A Sociedade Americana de Cirurgiões Plásticos (ASPS) emitiu uma diretriz formal recomendando o adiamento de cirurgias de redesignação sexual para indivíduos com menos de 19 anos de idade. Esta posição, uma das primeiras de uma organização médica de grande porte nos Estados Unidos a abordar o tema com tal restrição, é fundamentada em crescentes preocupações éticas, a irreversibilidade das intervenções e a limitada evidência sobre seus benefícios a longo prazo, especialmente na saúde mental de pacientes pediátricos e adolescentes.
A medida orienta seus mais de 11.000 membros globalmente a postergar procedimentos cirúrgicos nos seios, genitais e face até que o paciente alcance a maioridade, estabelecendo um limite de idade de 19 anos. A ASPS justificou a decisão citando 'evidências de baixíssima ou baixa certeza' em relação aos desfechos psicológicos e psicossociais, além de 'preocupações emergentes sobre possíveis danos a longo prazo e a natureza irreversível das intervenções cirúrgicas', indicando que não há uma relação risco-benefício favorável baseada nos dados atuais.
Evolução da Posição Institucional
Historicamente, a ASPS havia se alinhado a outras entidades médicas no apoio ou neutralidade em relação às cirurgias de afirmação de gênero para menores. No entanto, nos últimos dois anos, a organização começou a reavaliar sua postura, culminando na moderação de sua posição atual. Em comunicado, a Sociedade esclareceu que sua compreensão sobre o tema 'continuou a evoluir à luz de novas revisões abrangentes das evidências'.

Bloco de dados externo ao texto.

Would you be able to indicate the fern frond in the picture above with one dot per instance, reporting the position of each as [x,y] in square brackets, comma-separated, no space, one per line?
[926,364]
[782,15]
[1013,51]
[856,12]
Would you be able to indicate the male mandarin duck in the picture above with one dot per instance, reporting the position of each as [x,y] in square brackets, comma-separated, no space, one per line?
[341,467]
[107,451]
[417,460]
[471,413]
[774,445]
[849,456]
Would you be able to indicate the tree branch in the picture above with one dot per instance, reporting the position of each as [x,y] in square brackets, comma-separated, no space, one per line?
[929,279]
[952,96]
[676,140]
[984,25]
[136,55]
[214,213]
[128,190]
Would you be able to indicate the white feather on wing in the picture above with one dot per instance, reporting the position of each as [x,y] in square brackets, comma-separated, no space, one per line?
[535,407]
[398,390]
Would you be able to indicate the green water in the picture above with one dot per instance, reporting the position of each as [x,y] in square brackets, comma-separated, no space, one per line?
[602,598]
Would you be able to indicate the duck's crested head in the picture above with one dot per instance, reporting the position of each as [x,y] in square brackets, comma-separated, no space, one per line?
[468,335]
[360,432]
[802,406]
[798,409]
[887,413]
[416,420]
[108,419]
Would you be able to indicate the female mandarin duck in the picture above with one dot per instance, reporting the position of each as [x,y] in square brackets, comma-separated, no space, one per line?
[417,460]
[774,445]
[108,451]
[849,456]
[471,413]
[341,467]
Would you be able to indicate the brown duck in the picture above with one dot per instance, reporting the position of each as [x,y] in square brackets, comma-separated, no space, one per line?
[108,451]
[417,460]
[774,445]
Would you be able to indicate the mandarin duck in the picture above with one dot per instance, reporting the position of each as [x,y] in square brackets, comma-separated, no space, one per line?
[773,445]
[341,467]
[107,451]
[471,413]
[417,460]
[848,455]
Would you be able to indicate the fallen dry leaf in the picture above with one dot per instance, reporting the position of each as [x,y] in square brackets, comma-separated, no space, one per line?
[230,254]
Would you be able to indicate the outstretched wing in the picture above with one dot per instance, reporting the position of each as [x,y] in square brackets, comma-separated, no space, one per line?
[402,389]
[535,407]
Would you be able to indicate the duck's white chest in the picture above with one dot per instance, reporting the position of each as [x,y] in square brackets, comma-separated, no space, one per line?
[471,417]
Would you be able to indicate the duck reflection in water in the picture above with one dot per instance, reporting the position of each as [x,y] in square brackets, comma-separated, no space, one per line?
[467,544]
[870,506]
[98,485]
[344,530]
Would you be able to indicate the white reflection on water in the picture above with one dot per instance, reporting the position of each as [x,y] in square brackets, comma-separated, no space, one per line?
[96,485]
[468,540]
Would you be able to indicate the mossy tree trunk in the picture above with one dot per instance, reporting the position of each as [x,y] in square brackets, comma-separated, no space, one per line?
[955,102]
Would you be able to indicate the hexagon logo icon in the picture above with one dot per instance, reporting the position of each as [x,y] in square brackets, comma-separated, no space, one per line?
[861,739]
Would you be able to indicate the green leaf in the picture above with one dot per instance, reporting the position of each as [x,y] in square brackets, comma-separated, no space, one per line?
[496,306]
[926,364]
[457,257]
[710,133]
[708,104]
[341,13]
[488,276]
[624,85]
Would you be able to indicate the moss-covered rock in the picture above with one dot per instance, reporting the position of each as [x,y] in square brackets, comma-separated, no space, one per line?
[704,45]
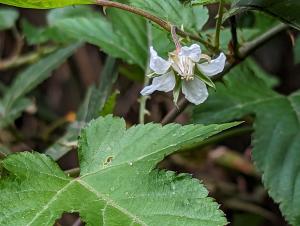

Entre os estudos que influenciaram a revisão da ASPS estão a Cass Review, uma avaliação independente significativa conduzida no Reino Unido sobre os serviços de identidade de gênero para crianças e jovens, e uma revisão de 2025 do Departamento de Saúde e Serviços Humanos do governo norte-americano. Essas análises contribuíram para uma compreensão mais clara dos potenciais riscos, ao mesmo tempo em que expuseram as lacunas nas evidências disponíveis, sobretudo na documentação de resultados físicos, psicológicos e psicossociais em longo prazo.
Disforia de Gênero e o Desafio da Persistência
A disforia de gênero é definida como um desconforto significativo ou sofrimento que uma pessoa pode sentir quando seu sexo biológico e sua identidade de gênero não correspondem. A declaração da ASPS ressalta um ponto crucial: 'as evidências disponíveis sugerem que uma proporção considerável de crianças com disforia de gênero de início pré-puberal experimenta uma resolução ou redução significativa de seu sofrimento na idade adulta, sem intervenção médica ou cirúrgica'.
A dificuldade em prever a persistência da disforia é um ponto central levantado pela Sociedade. A organização destaca que, atualmente, mesmo médicos experientes 'não possuem métodos confiáveis para distinguir entre aqueles cujo desconforto persistirá e aqueles cujo desconforto diminuirá'. Esta incerteza diagnóstica e prognóstica reforça a cautela quanto a intervenções cirúrgicas permanentes em idades precoces, especialmente porque os membros da ASPS são frequentemente os profissionais que realizam esses procedimentos.